I need to make sure you understand that I am asking about personal compensation I am receiving as an executor. It seems you are saying the compensation I receive is to be considered to be reimbursement. I do receive reimbursement for car usage, for example. But the compensation I receive is payment for my labor. Shouldn't income from that labor be declared on my 1040 as income?
I've always read that: "Under federal tax laws, executor's fees are taxable income. How you declare these fees as income and how they are taxed depends on whether you are in the business of being an executor." I am not in the business of being an executor. I am handling the estate for a friend.
From other answers here, I assumed that the actual expenses I incur are also to be handled as income.
I assume my compensation and my expenses would be treated as expenses on the 1041 estate form when it is filed.
Please correct my misunderstanding.
Thank you
@Frank nKansas , agree with @Critter that
for the estate return --- your compensation and the reimbursements ( for necessary and customary expenses solely associated with the effort of administering the estate ) are expenses to the Estate and reported on form 1041. I am assuming here that the Estate required you to provide adequate proof of the expenses that you as an executor claimed.

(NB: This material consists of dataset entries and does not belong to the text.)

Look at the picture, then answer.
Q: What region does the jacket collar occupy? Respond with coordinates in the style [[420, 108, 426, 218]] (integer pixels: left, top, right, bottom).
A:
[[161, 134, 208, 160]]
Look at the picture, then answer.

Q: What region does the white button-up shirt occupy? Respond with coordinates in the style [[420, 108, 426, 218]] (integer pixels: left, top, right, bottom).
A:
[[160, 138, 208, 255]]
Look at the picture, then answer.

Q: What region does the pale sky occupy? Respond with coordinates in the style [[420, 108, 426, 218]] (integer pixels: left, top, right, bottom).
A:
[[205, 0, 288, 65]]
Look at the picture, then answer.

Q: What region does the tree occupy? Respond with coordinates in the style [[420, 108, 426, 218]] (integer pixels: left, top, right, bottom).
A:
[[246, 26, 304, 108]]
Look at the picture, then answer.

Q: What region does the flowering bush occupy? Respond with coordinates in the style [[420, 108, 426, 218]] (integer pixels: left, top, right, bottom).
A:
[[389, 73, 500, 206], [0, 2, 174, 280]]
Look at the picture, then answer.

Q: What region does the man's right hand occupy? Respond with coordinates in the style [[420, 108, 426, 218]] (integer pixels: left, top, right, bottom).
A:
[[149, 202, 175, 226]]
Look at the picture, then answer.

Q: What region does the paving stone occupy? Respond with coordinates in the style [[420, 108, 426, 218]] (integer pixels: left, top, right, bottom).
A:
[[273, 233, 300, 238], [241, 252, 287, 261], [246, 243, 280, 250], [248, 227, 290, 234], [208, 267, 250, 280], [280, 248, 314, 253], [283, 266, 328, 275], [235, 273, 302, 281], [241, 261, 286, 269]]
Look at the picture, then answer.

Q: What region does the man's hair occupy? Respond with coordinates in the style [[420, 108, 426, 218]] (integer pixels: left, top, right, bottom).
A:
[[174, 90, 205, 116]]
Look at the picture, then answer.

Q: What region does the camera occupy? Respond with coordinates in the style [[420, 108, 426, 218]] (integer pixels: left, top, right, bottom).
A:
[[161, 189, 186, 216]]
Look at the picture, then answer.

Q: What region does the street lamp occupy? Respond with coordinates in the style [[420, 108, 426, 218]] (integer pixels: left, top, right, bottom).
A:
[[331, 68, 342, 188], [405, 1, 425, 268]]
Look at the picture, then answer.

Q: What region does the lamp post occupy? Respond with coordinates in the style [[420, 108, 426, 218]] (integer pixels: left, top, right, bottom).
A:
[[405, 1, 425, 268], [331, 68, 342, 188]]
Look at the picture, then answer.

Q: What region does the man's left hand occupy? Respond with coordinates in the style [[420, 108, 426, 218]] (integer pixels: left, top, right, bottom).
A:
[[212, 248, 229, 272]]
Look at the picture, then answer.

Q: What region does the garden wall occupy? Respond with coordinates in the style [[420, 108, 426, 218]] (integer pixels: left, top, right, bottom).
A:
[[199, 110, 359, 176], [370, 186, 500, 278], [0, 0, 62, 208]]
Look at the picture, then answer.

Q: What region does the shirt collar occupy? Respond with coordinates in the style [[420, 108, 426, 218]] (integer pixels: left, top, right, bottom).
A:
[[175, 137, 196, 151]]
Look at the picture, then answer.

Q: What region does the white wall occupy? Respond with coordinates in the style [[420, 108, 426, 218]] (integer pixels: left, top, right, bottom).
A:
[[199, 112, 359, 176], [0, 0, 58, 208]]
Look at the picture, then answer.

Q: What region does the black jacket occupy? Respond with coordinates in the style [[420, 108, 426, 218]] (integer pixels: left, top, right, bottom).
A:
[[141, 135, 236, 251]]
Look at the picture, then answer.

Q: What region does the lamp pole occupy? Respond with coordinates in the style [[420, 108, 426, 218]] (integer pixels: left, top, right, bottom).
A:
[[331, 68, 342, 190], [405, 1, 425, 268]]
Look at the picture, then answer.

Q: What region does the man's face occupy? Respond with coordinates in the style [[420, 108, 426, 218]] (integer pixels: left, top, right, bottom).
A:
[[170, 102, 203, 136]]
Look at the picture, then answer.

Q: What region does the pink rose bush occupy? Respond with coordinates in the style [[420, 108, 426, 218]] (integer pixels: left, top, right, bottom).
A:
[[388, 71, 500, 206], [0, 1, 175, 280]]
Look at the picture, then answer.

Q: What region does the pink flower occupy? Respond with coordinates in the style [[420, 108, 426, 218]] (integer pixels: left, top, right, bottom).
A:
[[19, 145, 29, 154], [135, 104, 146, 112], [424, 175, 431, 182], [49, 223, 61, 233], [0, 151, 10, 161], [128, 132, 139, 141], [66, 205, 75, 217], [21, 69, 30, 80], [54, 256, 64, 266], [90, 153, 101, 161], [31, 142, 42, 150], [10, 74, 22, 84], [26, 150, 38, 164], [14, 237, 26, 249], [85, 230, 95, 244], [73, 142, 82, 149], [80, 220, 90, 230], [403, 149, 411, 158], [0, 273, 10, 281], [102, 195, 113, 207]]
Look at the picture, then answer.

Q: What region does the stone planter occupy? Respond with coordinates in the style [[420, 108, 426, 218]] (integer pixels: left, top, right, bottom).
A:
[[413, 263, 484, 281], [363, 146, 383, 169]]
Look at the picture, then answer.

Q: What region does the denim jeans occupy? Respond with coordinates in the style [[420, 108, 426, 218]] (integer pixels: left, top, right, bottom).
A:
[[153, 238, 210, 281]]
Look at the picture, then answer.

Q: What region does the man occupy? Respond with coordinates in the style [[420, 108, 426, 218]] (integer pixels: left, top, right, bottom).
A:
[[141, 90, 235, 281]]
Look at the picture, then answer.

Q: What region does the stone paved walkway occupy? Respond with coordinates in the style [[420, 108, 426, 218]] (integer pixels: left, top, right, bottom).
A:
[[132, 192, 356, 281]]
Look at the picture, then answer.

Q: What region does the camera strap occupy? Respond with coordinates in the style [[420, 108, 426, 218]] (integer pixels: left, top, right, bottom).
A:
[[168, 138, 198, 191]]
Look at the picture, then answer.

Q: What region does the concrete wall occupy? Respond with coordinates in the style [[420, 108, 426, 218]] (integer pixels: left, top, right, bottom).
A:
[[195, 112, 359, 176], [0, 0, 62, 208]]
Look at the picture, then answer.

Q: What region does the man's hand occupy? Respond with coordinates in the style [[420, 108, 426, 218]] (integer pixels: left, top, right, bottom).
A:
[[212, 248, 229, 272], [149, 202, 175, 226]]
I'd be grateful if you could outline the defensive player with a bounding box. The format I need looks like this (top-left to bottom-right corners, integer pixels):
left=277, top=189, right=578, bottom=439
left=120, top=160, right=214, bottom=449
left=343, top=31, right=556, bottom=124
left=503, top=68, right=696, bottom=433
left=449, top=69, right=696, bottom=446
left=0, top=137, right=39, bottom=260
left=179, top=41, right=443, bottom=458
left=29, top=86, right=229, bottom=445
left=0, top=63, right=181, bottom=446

For your individual return, the compensation is a taxable income ( generally as "other " since you are not in the business of managing Estates ). The reimbursements are really making you whole i.e. reimbursing expenses that you incurred and generally should not be treated as an income . That is my general stance on this . However, I do agree that this could be a sticky wicket depending on exactly which expenses are being reimbursed and what rate.